Career and AI advice for the graduating class of 2025

Original source details coming soon.

Executive overview

Graduating into the AI era feels destabilising — degrees seem fragile, entry-level roles feel threatened, and the career map looks blank. The advice here cuts through that anxiety with a consistent message: adaptability, continuous learning, and hands-on AI fluency matter more than any specific credential.

A dozen founders, CEOs, and thinkers share what they'd say at the podium — from Reid Hoffman on strategic career choices, to Aaron Levy on becoming an AI power-user, to Rachel Botsman on the power of "I don't know."

The graduates who will win are not those who have the most certainty, but those who stay curious, stay learning, and treat disruption as an opening.

On choosing your first job

  • A job you don't love can still be strategic — evaluate it against where you want to be in two, five, or ten years.
  • Passion matters, but it is not sufficient on its own; pair it with what the market needs and what you're actually good at.
  • Doing any job is almost always better for your trajectory than doing no job.
  • Go for the manager, not the company. A great teacher opens worlds; a bad one ruins them. (Esther Perel)
  • Where you start is not where you will go. Your first role does not define your arc.

On AI fluency

  • Prompting skills are underestimated — nearly everyone is a "5% user" of AI's actual capability. (Reid Hoffman)
  • Become expert at using AI for daily work: research, data analysis, content, code. Treat poor AI fluency as a liability. (Aaron Levy)
  • Think strategically about which problems AI can be applied to, not just how to generate a response.
  • Young graduates are AI-native — that is a competitive advantage over more experienced colleagues, not a gap.
  • Apply human judgment, analytical thinking, and creativity on top of AI outputs; those remain the X factor.

On careers and disruption

  • The career landscape has always changed.

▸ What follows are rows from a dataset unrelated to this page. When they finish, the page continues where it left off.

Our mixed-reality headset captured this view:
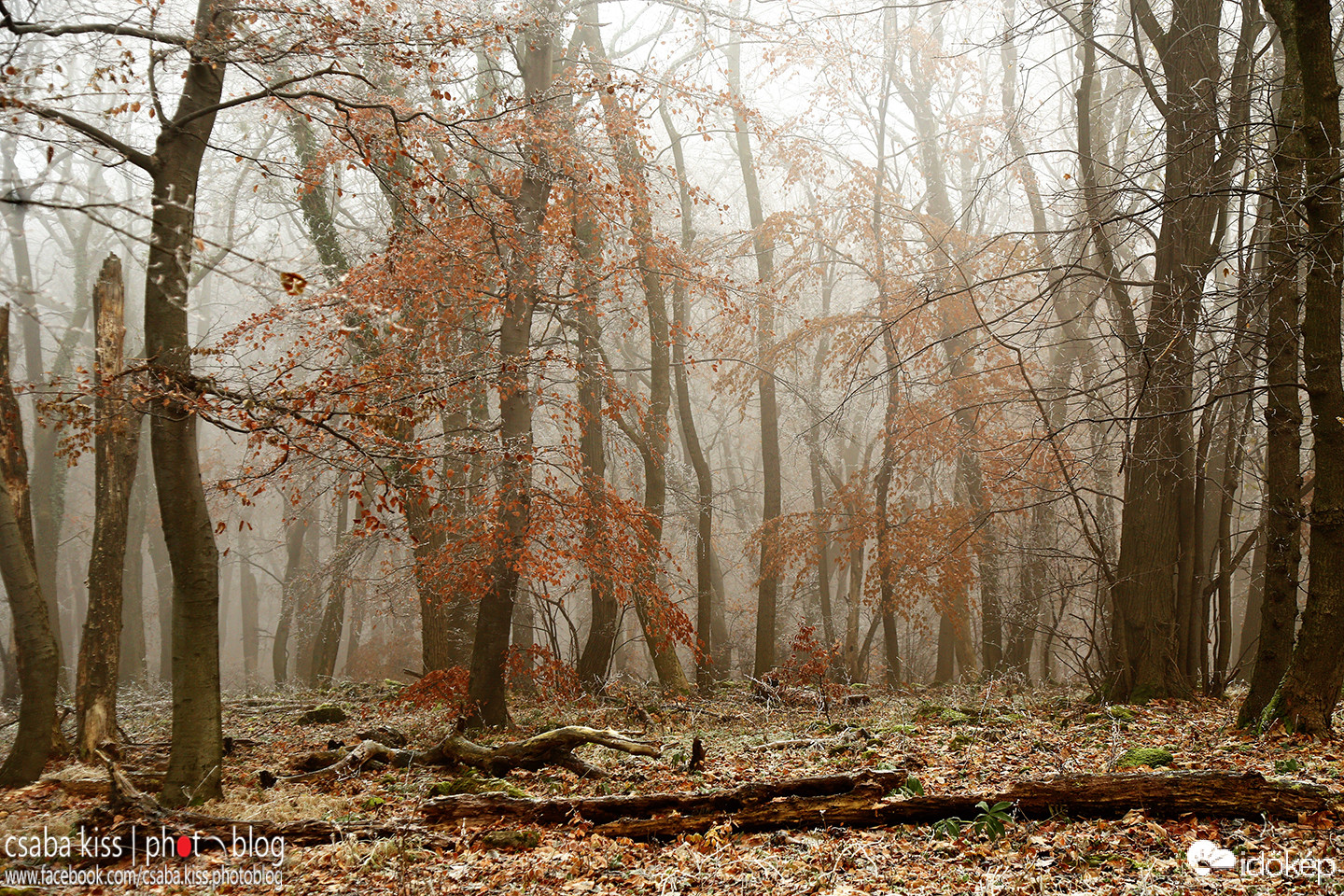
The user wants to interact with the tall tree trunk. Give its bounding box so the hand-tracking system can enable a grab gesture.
[270,504,315,685]
[574,210,621,692]
[146,0,231,805]
[0,182,68,682]
[659,92,715,692]
[311,483,355,688]
[76,255,140,759]
[467,18,555,727]
[117,441,149,688]
[1265,0,1344,734]
[0,303,61,787]
[724,17,784,679]
[1237,10,1307,727]
[1101,0,1249,701]
[238,523,260,693]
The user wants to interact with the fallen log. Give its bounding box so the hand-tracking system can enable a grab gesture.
[259,725,663,789]
[422,771,1332,838]
[422,770,907,830]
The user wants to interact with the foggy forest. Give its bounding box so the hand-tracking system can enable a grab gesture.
[0,0,1344,896]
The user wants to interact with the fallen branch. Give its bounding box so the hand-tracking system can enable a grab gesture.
[259,725,663,787]
[422,771,1332,838]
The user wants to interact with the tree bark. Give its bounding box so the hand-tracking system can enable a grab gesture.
[422,771,1333,838]
[117,441,149,688]
[659,94,720,692]
[467,8,555,727]
[724,15,784,679]
[1264,0,1344,735]
[574,211,621,692]
[146,0,231,805]
[76,255,140,759]
[587,17,691,692]
[0,303,61,787]
[1101,0,1231,703]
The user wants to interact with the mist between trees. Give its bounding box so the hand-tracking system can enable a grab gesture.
[0,0,1344,802]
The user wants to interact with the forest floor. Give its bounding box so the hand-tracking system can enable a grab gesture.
[0,682,1344,896]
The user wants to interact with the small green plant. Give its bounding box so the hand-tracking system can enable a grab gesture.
[932,819,966,840]
[971,799,1012,841]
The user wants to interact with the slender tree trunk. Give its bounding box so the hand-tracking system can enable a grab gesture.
[1262,0,1344,735]
[117,445,149,688]
[0,193,68,684]
[467,10,555,727]
[238,524,260,692]
[587,17,690,692]
[659,96,715,692]
[312,476,354,686]
[724,19,784,679]
[0,303,61,787]
[1237,10,1307,727]
[270,505,314,685]
[76,255,140,759]
[574,211,621,692]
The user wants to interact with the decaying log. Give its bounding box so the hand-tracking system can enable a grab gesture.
[422,770,907,830]
[422,771,1332,838]
[259,725,663,787]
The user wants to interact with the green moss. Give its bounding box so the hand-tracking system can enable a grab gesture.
[299,703,349,725]
[428,771,528,796]
[938,709,973,725]
[1115,747,1176,768]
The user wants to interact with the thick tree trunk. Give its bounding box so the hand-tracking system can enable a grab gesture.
[422,771,1332,838]
[0,194,68,684]
[1262,0,1344,734]
[76,255,140,759]
[1101,0,1247,701]
[146,0,230,805]
[1237,0,1305,727]
[0,303,61,787]
[587,17,690,692]
[467,12,555,727]
[724,19,784,679]
[574,211,621,692]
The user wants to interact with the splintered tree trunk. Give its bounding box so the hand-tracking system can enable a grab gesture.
[117,445,149,688]
[0,303,61,787]
[724,25,784,679]
[465,12,555,727]
[574,211,621,692]
[1265,0,1344,734]
[146,0,231,805]
[76,255,140,759]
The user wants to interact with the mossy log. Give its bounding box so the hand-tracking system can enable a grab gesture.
[422,771,1332,838]
[259,725,663,787]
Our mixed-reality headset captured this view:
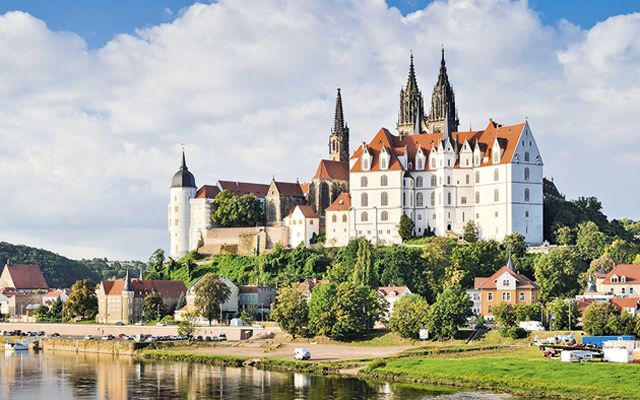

Web design didn't exist a generation ago. AI accelerates the pace, not the nature, of change.
  • What college gives you is not X101 content — it's the capacity to learn and adapt.
  • New roles that don't yet exist will emerge. Treat your 20s as a decade of maximal experimentation, not a time to lock in a track. (David Risher)
  • Set an economic floor, then optimise above it for exploration and growth, not immediate compensation. (Spencer Rascoff)
  • No-code tools plus AI plus large platforms mean even non-engineers can now build products. The barrier to execution has collapsed. (Mike Lazaro)

On mindset and resilience

  • Iteration produces good outcomes — patience and tolerance for failure are skills, not personality traits. (Ben Teuber)
  • Stay curious, be kind, be empathetic. Losing a round doesn't end the game; failure is never a final result. (Guido Teuber)
  • "I don't know" are the three most important words in a career. Comfort with uncertainty and unknowing makes you more valuable in organisations. (Rachel Botsman)
  • Life is a team sport. The network built during college — people who know of opportunities, who can shake up a dead end — compounds over decades. (Reid Hoffman)
  • Surround yourself with people you can learn from. Be present. Many of the hardest struggles become the most enriching parts of a career in retrospect. (Austin Allison)

On building your own structure

  • Education provided an external infrastructure. Now build your own: a personal learning system, a vision, a set of goals. (Stacey Brown Philpott)
  • Use AI itself to identify new opportunities and map yourself to them — do not wait for clarity to appear.
  • Doing the work is not one piece of advice among many. It is the mechanism underlying every other piece of advice here.